Vocalità e scrittura reminiscente del miglior Morelli (“Nata Libera”) in combinazione con pastosi echi di folk americano.  Testo che con semplicità – sotto l’escamotage letterario – narra di un perduto slancio non tanto giovanilista quanto vitale e legato alle istanze originali più radicate dell’animale uomo.

Corinne Vigo: Nel mio Blu – E’ la melodia di gran classe che affonda le radici nella tradizione peninsulare continuamente vagliata e rivisitata.  Gigi De Rienzo, session man e produttore per grandi artisti, gruppi e progetti ruotanti attorno all’area napoletana (Edoardo Bennato, Eugenio Bennato, Pino Daniele, Teresa de Sio) e non, sposa la sua aria d’antan contaminandola con fragranze latino-mediterranee e donandola alla densa vocalità a lievitazione naturale della Vigo.  Liriche che portano il respiro positivo ed essenziale di un amore riconosciuto e vissuto con semplicità di sguardo.  Come se un Arisa avesse trovato finalmente gli autori giusti per ritagliarsi un personale e più definito repertorio.

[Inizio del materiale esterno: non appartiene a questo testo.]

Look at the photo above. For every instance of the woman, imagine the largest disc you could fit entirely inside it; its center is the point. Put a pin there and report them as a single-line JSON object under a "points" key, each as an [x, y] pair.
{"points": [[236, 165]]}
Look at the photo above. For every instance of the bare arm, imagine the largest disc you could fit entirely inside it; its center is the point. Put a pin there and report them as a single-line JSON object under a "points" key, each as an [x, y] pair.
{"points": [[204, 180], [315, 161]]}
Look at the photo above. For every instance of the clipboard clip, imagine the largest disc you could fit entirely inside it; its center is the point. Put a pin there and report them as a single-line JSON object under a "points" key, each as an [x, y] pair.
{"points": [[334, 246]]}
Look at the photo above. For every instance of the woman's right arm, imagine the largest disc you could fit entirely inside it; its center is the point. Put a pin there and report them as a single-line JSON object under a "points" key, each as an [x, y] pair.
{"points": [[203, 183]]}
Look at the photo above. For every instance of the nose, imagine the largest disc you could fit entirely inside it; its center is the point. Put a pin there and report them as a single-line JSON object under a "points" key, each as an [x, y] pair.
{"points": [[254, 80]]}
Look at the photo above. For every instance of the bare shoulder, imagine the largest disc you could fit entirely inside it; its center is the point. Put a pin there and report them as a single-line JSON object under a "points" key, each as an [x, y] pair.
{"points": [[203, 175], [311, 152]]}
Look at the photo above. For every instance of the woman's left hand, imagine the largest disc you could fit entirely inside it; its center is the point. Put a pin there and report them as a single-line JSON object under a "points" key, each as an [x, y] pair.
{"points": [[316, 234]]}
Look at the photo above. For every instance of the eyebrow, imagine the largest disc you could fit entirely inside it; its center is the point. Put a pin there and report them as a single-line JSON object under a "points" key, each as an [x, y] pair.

Raffaella Daino Pivirama: Sonicamente – Bella scrittura inserita nel filone post-rock degli ultimi tre lustri a base di chitarre ora liquide nell’arpeggio di strofa, ora più sporche e ruggenti nel refrain.  Forse un trademark troppo abusato nell’alternativo italiano ma la melodia vocale, come la voce dell’artista, è fresca, ironica e scorrevole e la cantautrice siciliana sa conquistare con il suo brio misto a un disincanto leggero e volatile.

Bromuro’s Band: Audrey Hepburn – Arrangiamento raffinato con eleganti inserzioni sudamericane in bilico tra il Caputo latino di certe inflessioni più malinconiche (“Week end”, “Flamenco Amorespia”) e il new cool anni ’80 (Sade, Double), scrittura un po’legata e che respira poco nel pre-chorus.  E tuttavia un’impronta personale indubbia e da sviluppare ancora perché la materia c’è e pure un itinerario da seguire.  Nel complesso un brano più che discreto.

Tra i due ospiti stranieri si segnala una bella proposta nel solco della più fertile tradizione chansonnier di Karin Clercq, cantautrice franco-belga con una “On veut toujours ce qu on n’a pas” tra fiaba e filastrocca esistenziale.   Gli altri brani, che per il sottoscritto non offrono spunti di particolare rilievo sono Cama, Mesa e Banho “Tarde de Feriado”, Anya “Lasciami andare”, Francesco Farina “Terra e guerra”,  Giulia Kom “Chiara”, Marina Donadei “Tempo scaduto” e Debora Marziano “Ferro e Miele”.